AventuraDramaTerror - (2017)

Realizador: Andy Muschietti

Elenco: Jaeden Lieberher, Bill Skarsgård, Jeremy Ray Taylor

 

Sinopse: Quando as crianças começam a desaparecer na cidade de Derry, no Maine, as crianças do bairro unem-se para atacar Pennywise, um palhaço malvado, cuja história de assassinato e violência remonta há séculos.

 

Critica: Pelos vistos Hollywood agora é isto; muito marketing e qualidade zero. Confesso que parti para este tal de “It” com as expectativas elevadas (tal foi a publicidade que lhe fizeram), mas esta minha aposta revelou ser infeliz. Muito infeliz. Andy Muschietti preocupou-se mais em passar a constante e pachorrenta mensagem de que virão aí mais “It” num futuro que espero que não seja próximo do que em criar algo que honrasse as famosas American Horror Stories.

 

O problema deste novo “It” reside, essencialmente, no seu argumento.

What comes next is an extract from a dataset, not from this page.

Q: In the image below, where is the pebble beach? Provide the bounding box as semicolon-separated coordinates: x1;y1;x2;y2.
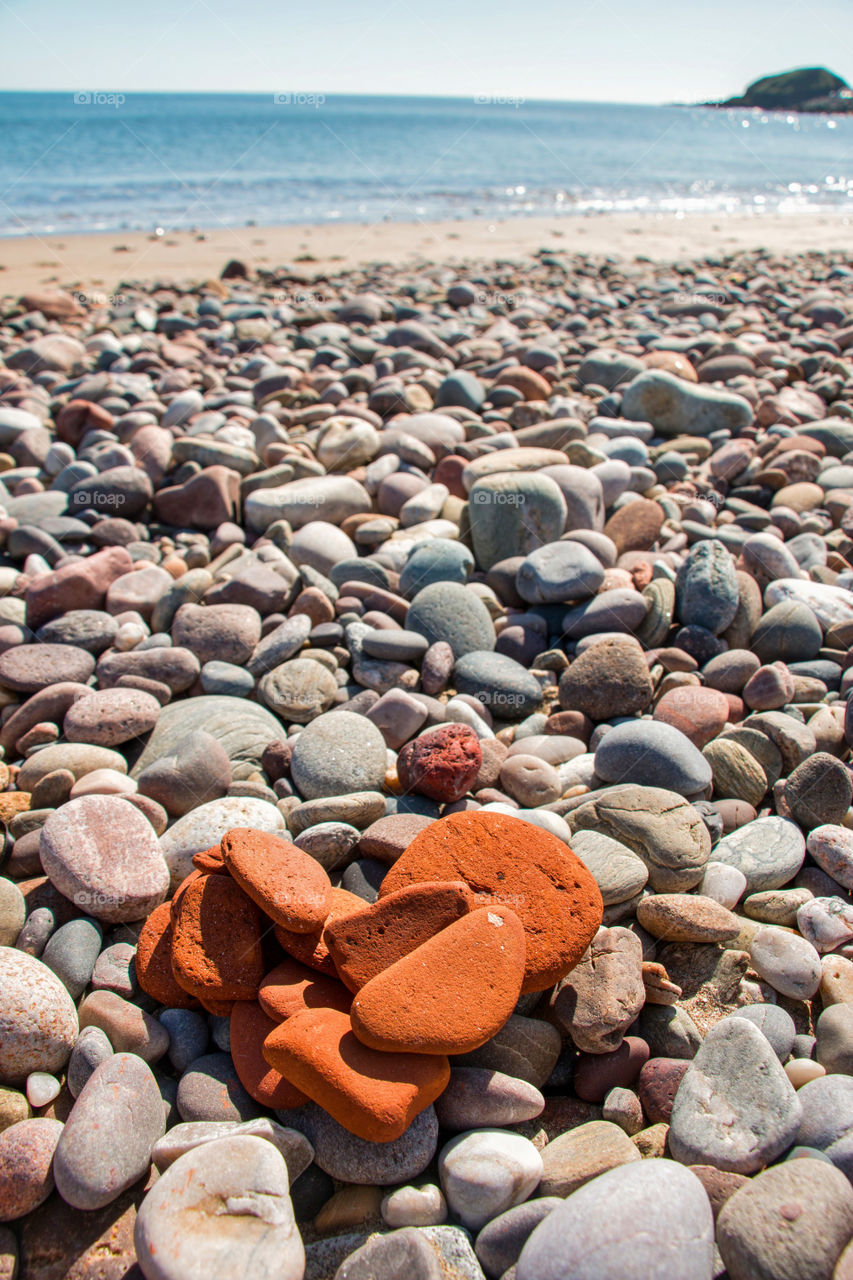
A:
0;241;853;1280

Pobre, pobrezinho e cheio de clichés à moda dos States. Tenho para mim que argumento de filme de terror tem de ter conteúdo e, sobretudo, fazer sentido. Fazer de tudo para deixar o espectador cheio de interrogações depois de ver o dito filme não é bom. Tal retira muito do interesse da tão anunciada sequela.

 

No elenco reside um dos factores positivos de “It”. Claro que se pode dizer que o Realizador se limitou a pedir aos miúdos para serem eles mesmos, mas não terá sido nada fácil a interpretação dos papéis que couberam a cada um dos elementos do elenco. Isto porque a época em que tudo decorre é completamente diferente da actual.

 

O outro ponto - quase - positivo de “It” são os seus cenários que foram extraordinariamente bem filmados. E fico-me pelo quase porque mais lá para o fim existem demasiadas cenas escuras. Tudo o que é demais é erro e retira interesse ao espectador. Já os efeitos especiais estão engraçados mas bem que poderiam estar melhor qualquer coisinha.

 

Em suma; não recomendo esta nova versão de “It”. Hollywood que deixe o marketing de lado e volte a apostar no que de melhor tem dentro de si. Não é assim tão complicado.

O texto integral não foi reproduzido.